Qui participe et comment ?

Plusieurs volets complémentaires s’articulent. Souhaitant faire des sols une question de société, au-delà de la connaissance, l’équipe multiplie les événements en plus de la construction d’un réseau de contributeurs pérenne (pour documenter l’évolution des sols).

La collecte et l’identification éclairées de données naturalistes

Les coordonnateurs du projet organisent l’exploration des sols grâce à un éventail de démarches simples et rapides, sans compétences spécifiques ni prérequis experts.
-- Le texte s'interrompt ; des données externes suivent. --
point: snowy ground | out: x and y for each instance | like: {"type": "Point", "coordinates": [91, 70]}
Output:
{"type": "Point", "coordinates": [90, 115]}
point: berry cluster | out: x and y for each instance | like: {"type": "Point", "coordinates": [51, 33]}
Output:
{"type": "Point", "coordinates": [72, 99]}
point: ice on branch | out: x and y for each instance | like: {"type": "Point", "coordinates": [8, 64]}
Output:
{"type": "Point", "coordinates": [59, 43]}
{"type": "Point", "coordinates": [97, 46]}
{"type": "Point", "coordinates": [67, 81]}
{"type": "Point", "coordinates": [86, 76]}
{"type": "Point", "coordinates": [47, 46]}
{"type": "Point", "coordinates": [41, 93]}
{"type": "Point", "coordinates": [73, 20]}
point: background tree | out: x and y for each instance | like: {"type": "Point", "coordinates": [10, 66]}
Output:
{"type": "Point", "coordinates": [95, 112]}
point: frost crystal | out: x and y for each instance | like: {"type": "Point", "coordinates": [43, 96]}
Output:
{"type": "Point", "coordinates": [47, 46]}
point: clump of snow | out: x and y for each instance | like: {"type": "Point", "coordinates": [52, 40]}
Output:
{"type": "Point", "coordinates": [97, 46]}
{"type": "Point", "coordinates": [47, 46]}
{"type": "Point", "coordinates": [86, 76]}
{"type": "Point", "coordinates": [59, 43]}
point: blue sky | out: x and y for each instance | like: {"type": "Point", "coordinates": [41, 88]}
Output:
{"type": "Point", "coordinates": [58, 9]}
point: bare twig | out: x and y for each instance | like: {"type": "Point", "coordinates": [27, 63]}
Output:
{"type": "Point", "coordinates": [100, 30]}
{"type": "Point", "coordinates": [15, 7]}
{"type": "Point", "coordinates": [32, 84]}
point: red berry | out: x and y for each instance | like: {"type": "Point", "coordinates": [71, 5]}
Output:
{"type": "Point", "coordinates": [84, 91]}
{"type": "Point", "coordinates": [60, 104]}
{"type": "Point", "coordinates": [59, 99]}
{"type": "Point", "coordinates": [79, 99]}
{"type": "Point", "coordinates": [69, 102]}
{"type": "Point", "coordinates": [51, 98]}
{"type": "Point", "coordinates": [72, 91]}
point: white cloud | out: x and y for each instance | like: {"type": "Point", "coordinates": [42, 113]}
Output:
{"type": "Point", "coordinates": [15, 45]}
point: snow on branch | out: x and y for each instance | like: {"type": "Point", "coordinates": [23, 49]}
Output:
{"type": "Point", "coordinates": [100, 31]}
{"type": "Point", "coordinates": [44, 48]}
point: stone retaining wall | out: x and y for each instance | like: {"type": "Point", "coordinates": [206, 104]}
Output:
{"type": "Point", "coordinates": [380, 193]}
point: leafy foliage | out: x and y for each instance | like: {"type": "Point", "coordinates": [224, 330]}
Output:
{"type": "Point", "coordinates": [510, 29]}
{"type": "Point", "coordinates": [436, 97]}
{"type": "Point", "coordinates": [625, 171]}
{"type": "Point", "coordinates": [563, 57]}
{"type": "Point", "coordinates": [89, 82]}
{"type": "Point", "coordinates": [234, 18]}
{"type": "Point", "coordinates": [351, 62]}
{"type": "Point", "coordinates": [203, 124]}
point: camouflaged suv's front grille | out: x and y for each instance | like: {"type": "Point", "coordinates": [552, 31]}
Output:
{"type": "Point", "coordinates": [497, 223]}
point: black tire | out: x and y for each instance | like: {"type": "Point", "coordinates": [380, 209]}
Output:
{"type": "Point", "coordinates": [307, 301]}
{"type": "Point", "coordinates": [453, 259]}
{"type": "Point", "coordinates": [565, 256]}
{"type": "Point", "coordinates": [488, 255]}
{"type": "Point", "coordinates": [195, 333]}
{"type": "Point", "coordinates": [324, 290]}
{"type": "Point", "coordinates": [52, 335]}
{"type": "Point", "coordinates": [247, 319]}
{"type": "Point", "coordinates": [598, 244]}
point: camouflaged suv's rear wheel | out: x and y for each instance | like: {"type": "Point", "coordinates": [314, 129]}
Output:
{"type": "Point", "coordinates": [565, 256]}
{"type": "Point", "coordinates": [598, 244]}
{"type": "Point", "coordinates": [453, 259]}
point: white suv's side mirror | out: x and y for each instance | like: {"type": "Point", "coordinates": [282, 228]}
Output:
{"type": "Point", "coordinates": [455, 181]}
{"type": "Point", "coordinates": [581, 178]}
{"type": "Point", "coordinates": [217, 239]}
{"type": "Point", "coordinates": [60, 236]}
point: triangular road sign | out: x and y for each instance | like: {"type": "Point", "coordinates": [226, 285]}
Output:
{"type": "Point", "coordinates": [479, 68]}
La collecte des données relatives au microbiote5 , à la macrofaune et aux qualités physico-chimiques des sols par des non spécialistes, accompagnés par des biologistes et physiciens, permettra d’accroître les connaissances sur diverses catégories de sols urbains. Les méthodes et outils proposés ambitionnent le suivi dans le temps et la comparaison avec les sols agricoles péri-urbains ou issus de zones naturelles connues. L’équipe avance ainsi dans la réponse à des problématiques fondamentales telles que la compréhension des relations entre les organismes vivants et la qualités des sols (leurs caractéristiques abiotiques), l’identification des principaux facteurs de biodiversité des sols (environnementaux / contextuels / anthropiques), la capacité de résilience de ces milieux, leur cinétique, les facteurs positifs et négatifs qui l’influencent. Au cours des mois écoulés, la première partie chronologique du programme concernant la macrofaune des sols a touché un public d’étudiants encadrés. Près de 150 étudiants en TD et stages divers ont effectués 431 prélèvements en 2021 et 127 en 2022, dans des espaces aussi variés que les jardins partagés, les friches urbaines, les campus universitaires et les bordures de trottoirs déminéralisés, le tout dans une démarche de crowdsourcing. La contribution d’autres publics reste malheureusement modeste et l’équipe encourage les citadins à participer, notamment par le biais de collectifs et associations. Les écoliers, collégiens et lycéens, sont également ciblés grâce à une collaboration avec le Jardin des sciences de l’université de Strasbourg et la Maison pour la science en Alsace.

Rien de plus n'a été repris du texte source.